The top floor of the bustling bar echoes each week with the staccato clack of German consonants, the melodic lilt of Japanese vowels and persistent peals of laughter as more than a hundred aspiring language students struggle to master their new tongues.
The students — from all walks of life and ranging in age from early 20s to late 70s — are members of Toronto Babel, an informal language exchange program that has been giving the city's international community a chance to speak in new and native tongues alike for the past three years.
The din of different languages is loudest in Toronto, where 1.8 million people reported speaking an immigrant language at home, according to fresh 2011 census numbers released Wednesday. Vancouver ranked a distant second with 711,515 people reporting an at-home preference for a language other than English or French, Statistics Canada reported.
Cantonese and Punjabi ranked highest on the list of languages in Toronto, along with other Chinese languages, Urdu, Tamil and Tagalog, which originates in the Philippines.
Opportunity to practise
For Kevin Harrington, the laid-back pub setting allows him to instruct a younger generation in the six languages he's acquired over his 77 years. Regulars know him as a first point of contact for any newcomers wishing to learn Italian, Spanish, German, Russian, Portuguese or Japanese.
"Mostly, I'm helping give conversational exercises for those who want to learn it," Harrington says. "But secondly, I'm also practising any number of languages, according to who's at the table or who's in the crowd."
At the front of the room, two organizers work quietly to turn an ordinary night on the town into a productive language exchange. They note who has arrived, the languages they speak and the ones they hope to learn. The organizers then spend much of their evening directing traffic to make sure that eager students are paired off with the appropriate teachers.
Honing conversational skills
When Lee Pen first walked into Babel a few months ago, it took the organizers about 30 seconds to pair him off with a Spanish speaker to help him hone his conversational skills.

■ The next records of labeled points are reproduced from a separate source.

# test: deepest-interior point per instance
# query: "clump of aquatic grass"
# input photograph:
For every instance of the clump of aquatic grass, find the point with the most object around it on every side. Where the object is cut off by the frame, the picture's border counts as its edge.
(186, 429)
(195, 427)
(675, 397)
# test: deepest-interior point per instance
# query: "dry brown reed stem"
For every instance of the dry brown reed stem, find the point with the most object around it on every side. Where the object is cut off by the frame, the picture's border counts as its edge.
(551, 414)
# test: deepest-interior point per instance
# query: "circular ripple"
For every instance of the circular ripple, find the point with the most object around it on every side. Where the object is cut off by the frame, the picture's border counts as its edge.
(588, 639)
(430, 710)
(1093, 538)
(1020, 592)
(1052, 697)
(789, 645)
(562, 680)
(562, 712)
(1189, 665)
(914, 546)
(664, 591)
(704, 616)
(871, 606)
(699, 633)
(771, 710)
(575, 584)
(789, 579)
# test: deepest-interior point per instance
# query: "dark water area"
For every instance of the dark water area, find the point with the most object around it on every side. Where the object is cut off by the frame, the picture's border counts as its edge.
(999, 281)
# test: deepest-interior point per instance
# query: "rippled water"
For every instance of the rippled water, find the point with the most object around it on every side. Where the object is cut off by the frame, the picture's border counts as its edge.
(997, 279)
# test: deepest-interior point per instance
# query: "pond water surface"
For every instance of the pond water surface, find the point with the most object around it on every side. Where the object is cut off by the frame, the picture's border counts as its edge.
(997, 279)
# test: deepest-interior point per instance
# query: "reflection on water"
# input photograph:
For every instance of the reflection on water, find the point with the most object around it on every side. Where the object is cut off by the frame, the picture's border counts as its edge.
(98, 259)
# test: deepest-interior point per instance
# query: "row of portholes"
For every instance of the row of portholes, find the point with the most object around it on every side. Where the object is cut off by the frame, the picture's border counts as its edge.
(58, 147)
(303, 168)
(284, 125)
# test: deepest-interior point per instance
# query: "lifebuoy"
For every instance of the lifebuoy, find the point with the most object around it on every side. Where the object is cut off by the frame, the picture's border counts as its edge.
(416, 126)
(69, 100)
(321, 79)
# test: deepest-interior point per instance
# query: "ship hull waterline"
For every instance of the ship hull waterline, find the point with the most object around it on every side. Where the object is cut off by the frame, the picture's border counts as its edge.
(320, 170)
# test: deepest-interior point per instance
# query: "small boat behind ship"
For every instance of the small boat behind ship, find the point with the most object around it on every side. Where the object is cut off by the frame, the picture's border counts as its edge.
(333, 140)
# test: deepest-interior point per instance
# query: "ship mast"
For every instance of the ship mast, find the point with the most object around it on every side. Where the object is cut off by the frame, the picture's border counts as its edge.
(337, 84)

The 40-year-old astronomer has reciprocated in kind by helping students of his two primary languages, German and Mandarin.
Pen says he views his visits to Babel as the perfect way to supplement his Spanish classes, which focus heavily on classroom formalities while neglecting the more practical side of learning a language.
"In class you learn more on paper — the theory, grammar and vocabulary — but you're not going to have a chance to say anything, really."
The laid-back bar setting allows people to practice their fledgling skills in a more natural environment and make friends in the process, Pen says.
The social aspect has also been a key draw for Eduardo Costa, a founding member who recently assumed co-leadership of the group. Costa, 39, was recruited to the group in its earliest days after advertising online to find an English conversation partner.
Filling a void
The initial group of a dozen people quickly began to grow, and Costa found the people he met there began to fill the void left by the friends and relatives he left behind in his home country of Brazil.
"When you immigrate, you lose your family, your friends are still there," he says. "This group became my first new family in Canada."
Today, Costa runs the group alongside Anna Shalaginova, a native Russian speaker who has refined her French skills over weekly drinks with Babel members.
She's watched the group more than double in size over the past year and a half, a phenomenon she chalks up to Canada's multicultural makeup.
Smaller Babel groups have sprung up in Ottawa and Kitchener, Ont., she said, adding the country's ethnic and linguistic diversity makes it an ideal home for similar language exchanges from coast to coast.
"Some people come to Canada for a few months, some people end up staying, and there's people who have lived here for their entire lives," she says. "They all like it."